In 2015, Liu et al. identified MET mutations that caused exon 14 skipping in 8 of 36 (22%) patient cases33. The authors suggested that this type of MET mutation could be a driver gene and a potentially targetable event in PSC. In addition, in their cohort, a 74-year-old woman with stage IV PSC (widespread disease with lung, liver, and bulky mesenteric disease) was noted 3 months after resection of a tumor that harbored MET exon 14 skipping. Based on the presence of MET mutations, 250 mg of crizotinib was administered orally twice daily, which provided rapid and dramatic clinical improvement that was later confirmed radiographically as an excellent partial response using computed tomography scanning. However, in other studies, a significantly lower overall frequency of MET mutations was found24, 34. In our study, among the 7 cases, only case 1 harbored a MET SNP in exon 24. The patient died of her disease quickly after tumor resection and 4 cycles of postoperative chemotherapy; therefore, we were unable to test whether the patient could benefit from MET inhibitor therapy.

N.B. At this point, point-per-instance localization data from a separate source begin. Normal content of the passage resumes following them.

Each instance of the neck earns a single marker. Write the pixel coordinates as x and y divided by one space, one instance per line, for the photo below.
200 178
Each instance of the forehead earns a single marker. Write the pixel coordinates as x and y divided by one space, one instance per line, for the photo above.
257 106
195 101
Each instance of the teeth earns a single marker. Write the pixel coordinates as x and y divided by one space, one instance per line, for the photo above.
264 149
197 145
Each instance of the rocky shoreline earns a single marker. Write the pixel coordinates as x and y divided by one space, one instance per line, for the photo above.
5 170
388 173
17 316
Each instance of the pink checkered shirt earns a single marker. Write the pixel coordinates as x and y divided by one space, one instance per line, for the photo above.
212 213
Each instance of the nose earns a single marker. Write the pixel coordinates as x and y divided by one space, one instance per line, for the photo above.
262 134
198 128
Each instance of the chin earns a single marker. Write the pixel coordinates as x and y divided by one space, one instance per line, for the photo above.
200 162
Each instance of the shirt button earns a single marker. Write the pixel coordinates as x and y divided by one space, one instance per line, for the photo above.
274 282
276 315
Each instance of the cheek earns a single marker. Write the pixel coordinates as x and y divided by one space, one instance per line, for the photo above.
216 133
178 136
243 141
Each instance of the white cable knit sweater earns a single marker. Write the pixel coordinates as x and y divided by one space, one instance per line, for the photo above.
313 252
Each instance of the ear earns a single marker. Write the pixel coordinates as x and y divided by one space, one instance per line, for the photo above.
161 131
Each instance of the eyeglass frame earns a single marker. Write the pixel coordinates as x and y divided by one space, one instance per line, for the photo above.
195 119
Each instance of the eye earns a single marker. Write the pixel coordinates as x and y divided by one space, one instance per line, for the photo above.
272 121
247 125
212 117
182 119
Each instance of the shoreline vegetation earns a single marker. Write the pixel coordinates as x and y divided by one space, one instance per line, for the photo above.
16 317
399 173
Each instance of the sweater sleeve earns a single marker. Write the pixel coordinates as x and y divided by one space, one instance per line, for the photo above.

Although our sample size was small because of limitations in the sample time requirements, our genetic analysis confirms that PSC harbors a high frequency of mutations in the TP53 gene, similarly to some previous studies, suggesting that PSC is a distinct subtype of NSCLC. Furthermore, more functional studies should be conducted to identify new mechanisms and therapies for PSC patients with TP53 point mutations.


Written informed consent was obtained from the patients for the publication of this case report and the accompanying images. A copy of the consent form is available for review by the Editor-in-Chief of this journal.